# Postage?



## Alex L (Oct 25, 2005)

Hi Johnny,

Can i pay extra for guaranteed next day delivery? as my postie/delivery peeps are a bit hit and miss with the next day delivery.

I wanted to order some Last Touch, Megs medium pro clay, and 3 LC orange 6-1/2" PC pads on friday to use this weekend on the Megane?

Cheers

Alex


----------



## Alex L (Oct 25, 2005)

anyone????


----------



## Johnnyopolis (Oct 25, 2005)

Sorry Alex, 

Been a bit hectic here this week... If I dont reply quickly enough bud, drop me a line john @ cleanandshiny.co.uk obviously without the spaces!

We dont have any of the 6" pads and we are also waiting for Meguiars to deliver our back orders and outstanding orders.

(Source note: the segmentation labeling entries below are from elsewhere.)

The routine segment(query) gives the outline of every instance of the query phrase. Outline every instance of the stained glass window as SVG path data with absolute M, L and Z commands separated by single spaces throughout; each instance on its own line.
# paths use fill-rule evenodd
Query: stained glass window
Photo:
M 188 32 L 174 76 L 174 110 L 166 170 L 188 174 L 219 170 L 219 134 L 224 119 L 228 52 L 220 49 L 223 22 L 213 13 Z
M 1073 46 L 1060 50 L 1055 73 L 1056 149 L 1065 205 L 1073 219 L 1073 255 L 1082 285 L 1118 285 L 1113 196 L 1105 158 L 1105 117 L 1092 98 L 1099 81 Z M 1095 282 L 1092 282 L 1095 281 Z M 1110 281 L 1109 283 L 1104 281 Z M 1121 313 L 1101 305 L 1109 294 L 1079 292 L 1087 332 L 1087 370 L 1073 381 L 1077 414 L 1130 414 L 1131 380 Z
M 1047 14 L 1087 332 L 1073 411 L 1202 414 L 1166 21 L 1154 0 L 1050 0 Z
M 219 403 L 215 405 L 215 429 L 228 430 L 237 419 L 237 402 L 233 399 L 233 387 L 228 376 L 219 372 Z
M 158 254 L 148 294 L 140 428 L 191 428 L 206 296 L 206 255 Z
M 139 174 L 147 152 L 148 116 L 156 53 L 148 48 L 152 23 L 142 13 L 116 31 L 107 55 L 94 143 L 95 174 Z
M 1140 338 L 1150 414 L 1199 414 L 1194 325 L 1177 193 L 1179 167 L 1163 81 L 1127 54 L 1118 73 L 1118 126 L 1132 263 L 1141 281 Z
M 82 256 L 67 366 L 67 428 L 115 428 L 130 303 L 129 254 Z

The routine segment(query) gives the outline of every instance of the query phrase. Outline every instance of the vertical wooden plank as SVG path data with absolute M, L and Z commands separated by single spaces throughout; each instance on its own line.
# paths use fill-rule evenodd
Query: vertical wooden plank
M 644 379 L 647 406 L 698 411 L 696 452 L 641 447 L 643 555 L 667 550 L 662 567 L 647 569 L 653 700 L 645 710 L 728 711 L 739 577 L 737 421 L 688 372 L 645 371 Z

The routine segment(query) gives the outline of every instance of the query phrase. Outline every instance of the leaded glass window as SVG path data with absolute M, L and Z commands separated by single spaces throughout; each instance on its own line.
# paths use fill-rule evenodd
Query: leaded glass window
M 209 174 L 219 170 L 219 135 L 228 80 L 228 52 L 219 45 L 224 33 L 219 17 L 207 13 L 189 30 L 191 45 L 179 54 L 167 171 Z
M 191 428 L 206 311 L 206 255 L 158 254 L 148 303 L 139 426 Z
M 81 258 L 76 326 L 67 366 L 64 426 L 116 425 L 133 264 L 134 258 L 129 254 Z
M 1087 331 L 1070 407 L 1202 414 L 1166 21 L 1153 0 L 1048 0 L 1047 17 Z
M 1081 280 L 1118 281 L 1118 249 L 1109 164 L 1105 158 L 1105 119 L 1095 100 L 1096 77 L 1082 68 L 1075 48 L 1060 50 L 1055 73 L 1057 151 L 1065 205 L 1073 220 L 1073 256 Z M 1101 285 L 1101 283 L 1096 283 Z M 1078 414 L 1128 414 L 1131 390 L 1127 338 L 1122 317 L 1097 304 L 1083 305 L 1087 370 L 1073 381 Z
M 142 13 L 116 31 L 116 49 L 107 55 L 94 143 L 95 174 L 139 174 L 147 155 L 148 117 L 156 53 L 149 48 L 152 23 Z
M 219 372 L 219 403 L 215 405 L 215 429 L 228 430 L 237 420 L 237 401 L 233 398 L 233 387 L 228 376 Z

They have told me that it should be on Friday. 

Sorry bud, if I had the stuff it would be over to you!! The only other option is for me to drive it to southampton on Saturday if that helps  (theres service)


----------



## Alex L (Oct 25, 2005)

Thanks Johnny:thumb: 

That is service, but not one i'd expect you to do.
After all it is your time off and after last weekend i think you deserve to put your feet up  
And as its looking like rain all weekend i'll just order the bits that are in stock, then wait for the rest.

I thought Megs got over their delivery problems


----------